第24章 “Long time no see.”
準備していた対戦相手が尽きてしまったのだろうか、そんな風にスティーブンが思い始めた時だった。
「──他に、いないのかね? 私はまだ余裕だが」
クラウスの目がギロリとあたりを眺めまわす。
煽るようなクラウスの言葉に、会場は沸き立った。
司会者はぐるりと観客を見回して、挑戦者を募り始めた。
しかし観客として来ている者達は試合観戦を求めて来ているだけで、クラウスと戦うつもりの者は皆無だった。
中には多少腕に覚えのある者もいたが、先ほどまでの試合を観ているうちにクラウスと戦おうなんていう気力は削がれている。

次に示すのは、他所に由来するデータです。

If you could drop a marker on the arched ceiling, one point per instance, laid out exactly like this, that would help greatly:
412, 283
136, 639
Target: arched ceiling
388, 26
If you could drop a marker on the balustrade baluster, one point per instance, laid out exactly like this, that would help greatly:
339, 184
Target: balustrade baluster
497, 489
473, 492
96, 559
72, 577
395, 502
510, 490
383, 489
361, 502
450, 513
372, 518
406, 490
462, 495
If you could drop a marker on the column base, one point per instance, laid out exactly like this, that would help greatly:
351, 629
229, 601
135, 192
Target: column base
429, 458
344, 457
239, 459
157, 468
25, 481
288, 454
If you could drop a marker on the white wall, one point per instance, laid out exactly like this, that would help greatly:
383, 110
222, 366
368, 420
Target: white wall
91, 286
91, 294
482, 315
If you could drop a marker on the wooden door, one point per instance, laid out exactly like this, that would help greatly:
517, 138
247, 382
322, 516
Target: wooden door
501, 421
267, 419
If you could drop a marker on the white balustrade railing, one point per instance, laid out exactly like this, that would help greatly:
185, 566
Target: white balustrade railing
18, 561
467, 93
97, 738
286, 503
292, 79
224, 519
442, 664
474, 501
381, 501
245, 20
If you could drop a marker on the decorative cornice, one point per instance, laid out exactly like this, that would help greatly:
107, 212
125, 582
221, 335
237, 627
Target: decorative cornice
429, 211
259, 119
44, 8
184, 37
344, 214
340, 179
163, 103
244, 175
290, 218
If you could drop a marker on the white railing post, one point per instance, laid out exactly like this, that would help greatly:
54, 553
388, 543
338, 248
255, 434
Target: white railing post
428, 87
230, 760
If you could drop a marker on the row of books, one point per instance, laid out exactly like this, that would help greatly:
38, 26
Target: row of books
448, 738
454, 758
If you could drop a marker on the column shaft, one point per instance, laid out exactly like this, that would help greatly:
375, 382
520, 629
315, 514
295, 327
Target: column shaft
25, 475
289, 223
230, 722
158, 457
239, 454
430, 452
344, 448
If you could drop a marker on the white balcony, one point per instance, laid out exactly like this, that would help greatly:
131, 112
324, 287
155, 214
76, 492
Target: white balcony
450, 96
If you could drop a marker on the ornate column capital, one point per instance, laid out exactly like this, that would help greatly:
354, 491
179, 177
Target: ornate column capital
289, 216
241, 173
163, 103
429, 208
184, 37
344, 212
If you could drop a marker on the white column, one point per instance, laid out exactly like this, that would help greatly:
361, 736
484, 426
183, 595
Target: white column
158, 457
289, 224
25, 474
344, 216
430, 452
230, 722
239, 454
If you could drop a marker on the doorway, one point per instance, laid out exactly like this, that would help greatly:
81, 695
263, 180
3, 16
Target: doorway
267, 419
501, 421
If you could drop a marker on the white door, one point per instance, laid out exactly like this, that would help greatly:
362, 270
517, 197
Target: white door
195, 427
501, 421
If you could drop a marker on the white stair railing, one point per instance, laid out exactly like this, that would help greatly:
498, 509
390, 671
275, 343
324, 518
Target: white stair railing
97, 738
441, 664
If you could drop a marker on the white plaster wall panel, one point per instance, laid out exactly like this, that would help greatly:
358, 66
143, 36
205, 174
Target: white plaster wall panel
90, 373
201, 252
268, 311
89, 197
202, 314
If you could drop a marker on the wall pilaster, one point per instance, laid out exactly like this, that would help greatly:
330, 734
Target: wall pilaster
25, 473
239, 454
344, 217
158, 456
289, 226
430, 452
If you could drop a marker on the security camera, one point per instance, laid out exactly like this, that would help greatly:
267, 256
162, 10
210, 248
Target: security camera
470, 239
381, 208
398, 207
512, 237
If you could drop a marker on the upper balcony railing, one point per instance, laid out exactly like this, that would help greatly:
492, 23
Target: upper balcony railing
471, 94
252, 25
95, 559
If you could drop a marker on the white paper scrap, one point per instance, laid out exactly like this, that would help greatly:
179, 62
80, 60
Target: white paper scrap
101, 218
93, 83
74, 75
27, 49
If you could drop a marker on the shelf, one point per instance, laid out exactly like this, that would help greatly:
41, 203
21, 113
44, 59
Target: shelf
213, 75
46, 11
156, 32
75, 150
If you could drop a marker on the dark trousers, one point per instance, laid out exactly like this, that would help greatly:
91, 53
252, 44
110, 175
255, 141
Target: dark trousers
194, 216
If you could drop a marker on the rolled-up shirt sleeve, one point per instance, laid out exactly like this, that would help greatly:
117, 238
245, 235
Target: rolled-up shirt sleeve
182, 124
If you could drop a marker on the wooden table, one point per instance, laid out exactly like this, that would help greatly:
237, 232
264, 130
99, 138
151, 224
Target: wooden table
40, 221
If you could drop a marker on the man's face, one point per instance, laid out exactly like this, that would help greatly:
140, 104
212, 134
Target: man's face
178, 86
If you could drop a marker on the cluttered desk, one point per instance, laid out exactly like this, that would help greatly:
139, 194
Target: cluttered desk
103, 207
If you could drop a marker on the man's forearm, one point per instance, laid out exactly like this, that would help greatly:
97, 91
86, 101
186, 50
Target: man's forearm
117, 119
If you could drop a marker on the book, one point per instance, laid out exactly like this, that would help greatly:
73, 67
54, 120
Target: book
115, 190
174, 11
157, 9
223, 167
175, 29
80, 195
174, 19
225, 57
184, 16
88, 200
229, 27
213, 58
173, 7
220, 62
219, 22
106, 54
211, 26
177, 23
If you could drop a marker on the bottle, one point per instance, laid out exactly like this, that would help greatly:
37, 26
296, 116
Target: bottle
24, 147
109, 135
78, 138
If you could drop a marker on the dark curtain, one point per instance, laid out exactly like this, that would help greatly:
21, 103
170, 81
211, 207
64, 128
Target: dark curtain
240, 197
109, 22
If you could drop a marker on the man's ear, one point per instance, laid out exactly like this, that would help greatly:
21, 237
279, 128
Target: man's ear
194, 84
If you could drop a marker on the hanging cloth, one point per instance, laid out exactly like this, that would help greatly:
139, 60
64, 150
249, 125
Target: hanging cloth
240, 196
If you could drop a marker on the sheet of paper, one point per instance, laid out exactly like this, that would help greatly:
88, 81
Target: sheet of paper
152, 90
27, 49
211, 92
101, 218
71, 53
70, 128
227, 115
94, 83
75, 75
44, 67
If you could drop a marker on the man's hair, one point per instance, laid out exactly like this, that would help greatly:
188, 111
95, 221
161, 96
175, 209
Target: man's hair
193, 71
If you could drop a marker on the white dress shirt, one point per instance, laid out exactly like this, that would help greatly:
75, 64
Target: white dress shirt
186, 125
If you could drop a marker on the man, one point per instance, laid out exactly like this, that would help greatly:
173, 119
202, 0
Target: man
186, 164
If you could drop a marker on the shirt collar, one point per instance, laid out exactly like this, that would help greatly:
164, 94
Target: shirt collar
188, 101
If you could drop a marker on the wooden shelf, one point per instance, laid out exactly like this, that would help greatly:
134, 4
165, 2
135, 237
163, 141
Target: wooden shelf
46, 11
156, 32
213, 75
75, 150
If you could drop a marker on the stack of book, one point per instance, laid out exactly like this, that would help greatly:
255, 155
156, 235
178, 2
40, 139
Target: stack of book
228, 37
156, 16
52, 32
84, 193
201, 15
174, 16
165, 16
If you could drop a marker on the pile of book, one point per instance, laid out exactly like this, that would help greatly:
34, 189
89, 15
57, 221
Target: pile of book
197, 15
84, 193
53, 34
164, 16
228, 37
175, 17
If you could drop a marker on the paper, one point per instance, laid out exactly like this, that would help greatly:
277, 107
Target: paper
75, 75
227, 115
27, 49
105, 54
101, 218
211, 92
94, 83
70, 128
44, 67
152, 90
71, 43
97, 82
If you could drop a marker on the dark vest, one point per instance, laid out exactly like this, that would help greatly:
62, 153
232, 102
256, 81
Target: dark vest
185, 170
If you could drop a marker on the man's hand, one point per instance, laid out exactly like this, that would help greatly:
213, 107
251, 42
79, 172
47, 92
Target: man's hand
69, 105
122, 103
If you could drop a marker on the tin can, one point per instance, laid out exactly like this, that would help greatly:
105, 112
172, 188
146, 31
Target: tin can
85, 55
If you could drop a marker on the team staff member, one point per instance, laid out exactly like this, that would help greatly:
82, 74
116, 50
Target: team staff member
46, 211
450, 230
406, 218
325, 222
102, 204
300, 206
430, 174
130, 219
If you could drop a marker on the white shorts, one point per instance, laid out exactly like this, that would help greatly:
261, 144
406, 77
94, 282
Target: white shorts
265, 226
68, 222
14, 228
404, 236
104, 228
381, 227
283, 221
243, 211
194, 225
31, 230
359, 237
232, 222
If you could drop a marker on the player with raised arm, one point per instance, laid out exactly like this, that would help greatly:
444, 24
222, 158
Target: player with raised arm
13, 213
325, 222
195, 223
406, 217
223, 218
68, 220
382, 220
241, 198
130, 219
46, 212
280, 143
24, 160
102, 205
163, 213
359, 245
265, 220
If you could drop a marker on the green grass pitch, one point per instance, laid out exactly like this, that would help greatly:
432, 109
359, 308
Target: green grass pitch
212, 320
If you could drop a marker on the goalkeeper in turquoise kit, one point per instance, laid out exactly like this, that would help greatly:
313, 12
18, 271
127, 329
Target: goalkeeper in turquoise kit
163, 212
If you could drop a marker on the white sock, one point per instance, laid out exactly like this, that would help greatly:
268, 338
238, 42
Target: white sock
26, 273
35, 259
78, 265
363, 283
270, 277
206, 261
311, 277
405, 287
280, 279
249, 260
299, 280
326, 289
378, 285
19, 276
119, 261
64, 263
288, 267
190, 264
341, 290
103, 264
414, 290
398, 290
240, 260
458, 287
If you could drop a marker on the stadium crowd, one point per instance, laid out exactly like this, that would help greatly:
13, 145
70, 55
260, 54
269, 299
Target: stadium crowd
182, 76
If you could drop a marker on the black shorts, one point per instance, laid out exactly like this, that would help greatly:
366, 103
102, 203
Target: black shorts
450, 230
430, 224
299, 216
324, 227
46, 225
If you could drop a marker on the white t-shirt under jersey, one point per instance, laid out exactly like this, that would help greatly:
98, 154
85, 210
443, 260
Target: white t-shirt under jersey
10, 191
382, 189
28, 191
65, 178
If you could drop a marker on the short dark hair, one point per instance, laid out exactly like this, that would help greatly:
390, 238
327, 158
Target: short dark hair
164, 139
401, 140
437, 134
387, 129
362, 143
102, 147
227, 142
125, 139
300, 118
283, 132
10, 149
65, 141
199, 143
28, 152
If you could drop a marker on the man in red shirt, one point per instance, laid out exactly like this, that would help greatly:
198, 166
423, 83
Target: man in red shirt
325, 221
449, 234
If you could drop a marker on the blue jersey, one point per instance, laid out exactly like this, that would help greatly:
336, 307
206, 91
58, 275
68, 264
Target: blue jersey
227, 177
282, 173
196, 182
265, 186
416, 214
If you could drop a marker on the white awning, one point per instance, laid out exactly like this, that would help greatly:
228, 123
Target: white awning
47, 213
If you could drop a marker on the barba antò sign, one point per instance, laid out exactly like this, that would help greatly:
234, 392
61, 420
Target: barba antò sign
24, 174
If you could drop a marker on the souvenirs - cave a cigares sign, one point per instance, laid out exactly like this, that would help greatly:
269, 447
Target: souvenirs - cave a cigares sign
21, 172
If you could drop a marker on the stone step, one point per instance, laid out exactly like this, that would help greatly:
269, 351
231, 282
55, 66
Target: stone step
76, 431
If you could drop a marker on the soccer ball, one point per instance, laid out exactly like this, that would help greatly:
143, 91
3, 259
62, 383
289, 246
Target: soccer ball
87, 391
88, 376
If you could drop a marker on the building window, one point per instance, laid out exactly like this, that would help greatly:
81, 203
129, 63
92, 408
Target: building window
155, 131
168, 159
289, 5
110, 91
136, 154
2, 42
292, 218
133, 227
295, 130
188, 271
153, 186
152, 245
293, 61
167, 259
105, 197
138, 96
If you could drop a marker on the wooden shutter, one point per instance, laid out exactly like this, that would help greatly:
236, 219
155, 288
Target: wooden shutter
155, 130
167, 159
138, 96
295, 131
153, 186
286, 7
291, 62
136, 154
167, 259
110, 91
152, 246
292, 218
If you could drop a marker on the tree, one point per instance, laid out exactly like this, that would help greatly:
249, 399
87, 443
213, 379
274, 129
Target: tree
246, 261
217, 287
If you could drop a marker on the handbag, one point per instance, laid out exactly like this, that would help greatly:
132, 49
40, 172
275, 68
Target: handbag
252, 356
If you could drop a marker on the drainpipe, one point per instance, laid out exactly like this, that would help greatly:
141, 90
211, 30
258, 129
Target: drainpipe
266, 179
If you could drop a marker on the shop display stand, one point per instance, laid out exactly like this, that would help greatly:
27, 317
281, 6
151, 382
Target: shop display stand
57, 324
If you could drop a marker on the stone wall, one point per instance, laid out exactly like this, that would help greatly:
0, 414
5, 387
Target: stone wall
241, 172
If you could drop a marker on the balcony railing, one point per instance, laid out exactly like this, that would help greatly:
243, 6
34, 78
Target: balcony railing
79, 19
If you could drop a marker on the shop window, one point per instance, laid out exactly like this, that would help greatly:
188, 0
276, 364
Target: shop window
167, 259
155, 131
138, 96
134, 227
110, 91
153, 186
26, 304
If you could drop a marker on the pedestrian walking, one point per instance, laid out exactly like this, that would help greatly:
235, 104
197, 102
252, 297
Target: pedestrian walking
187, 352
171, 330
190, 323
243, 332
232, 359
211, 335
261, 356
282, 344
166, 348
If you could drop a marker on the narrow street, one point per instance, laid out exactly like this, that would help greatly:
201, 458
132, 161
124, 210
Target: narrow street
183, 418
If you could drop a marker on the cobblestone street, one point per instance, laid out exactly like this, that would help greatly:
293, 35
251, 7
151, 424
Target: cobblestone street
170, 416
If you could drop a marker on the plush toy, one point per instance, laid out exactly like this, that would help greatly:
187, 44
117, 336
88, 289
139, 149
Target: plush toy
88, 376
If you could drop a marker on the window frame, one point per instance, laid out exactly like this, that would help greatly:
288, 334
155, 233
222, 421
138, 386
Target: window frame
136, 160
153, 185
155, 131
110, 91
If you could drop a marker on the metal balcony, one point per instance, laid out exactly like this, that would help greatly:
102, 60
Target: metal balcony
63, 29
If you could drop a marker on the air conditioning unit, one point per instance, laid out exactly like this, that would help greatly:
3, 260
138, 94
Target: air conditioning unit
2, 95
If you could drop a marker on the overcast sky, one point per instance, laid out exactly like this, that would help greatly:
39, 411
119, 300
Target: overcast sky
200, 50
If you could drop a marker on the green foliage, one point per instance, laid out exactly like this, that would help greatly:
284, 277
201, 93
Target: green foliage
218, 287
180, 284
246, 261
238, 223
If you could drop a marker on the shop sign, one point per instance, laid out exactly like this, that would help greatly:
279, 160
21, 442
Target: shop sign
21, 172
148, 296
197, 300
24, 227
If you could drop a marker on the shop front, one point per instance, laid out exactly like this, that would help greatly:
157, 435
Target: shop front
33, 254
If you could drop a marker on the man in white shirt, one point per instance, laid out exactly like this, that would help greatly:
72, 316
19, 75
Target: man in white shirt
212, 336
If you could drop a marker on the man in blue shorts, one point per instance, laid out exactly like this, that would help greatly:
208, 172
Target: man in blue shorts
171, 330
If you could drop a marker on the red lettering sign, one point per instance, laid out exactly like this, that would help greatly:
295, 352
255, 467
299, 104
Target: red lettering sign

どこか不完全燃焼な観客達は挑戦者がいない事に一斉にブーイングを起こし始めた。
司会者は慌てたようにぐるぐるとリング上をせわしなく動き回る。
『誰か、挑戦者は──?!』
パッと、スポットライトが観客席の一部を照らした。
大きな光の輪は次第に狭まっていき、一人の人物の上に降り注いだ。
シンと静まった観客をかきわけて、その人物はゆっくりとリングに近づいていく。
「おいおい、アンタじゃ相手になんねぇだろ」
「いやむしろアリなんじゃねぇか?!」
「でもよぉ……今までの試合の見応えからするとちぃっと見劣りすんじゃね」
かけられる観客の声に笑って手を振って、ピンスポットを浴びた人物はリングのロープに手をかけた。
リング上に現れたのはクラウスより幾分か華奢な─それでも鍛え上げられた体をした─長髪の男性だった。
「君は──」
「久しぶりだね、クラウス」
真っ直ぐに拳をクラウスに向けたその男は、以前この地下闘技場で一度まみえた事のある──グレゴール・マキシマスだった。
「以前会った時は結局、戦えなかったからね。一度拳を交えたいとずっと思っていたのさ」
「ならば手合わせ願おうか」
『なんとここで!! 元e-denヒューマ級チャンピオン、グレゴォォール・マキシマァスの登場ォー!!!』
今までの対戦相手からするとごくごく普通の人間であるグレゴールに、観客からはどよめきが漏れる。
あのヒューマで秒も持つはずがない、今までの対戦相手を見てきただけに誰しもがそんな事を考えていた。
しかしあの戦いを見てもなお、リングに上がる決意をしたグレゴールに、観客達は次第に声援を送り始めた。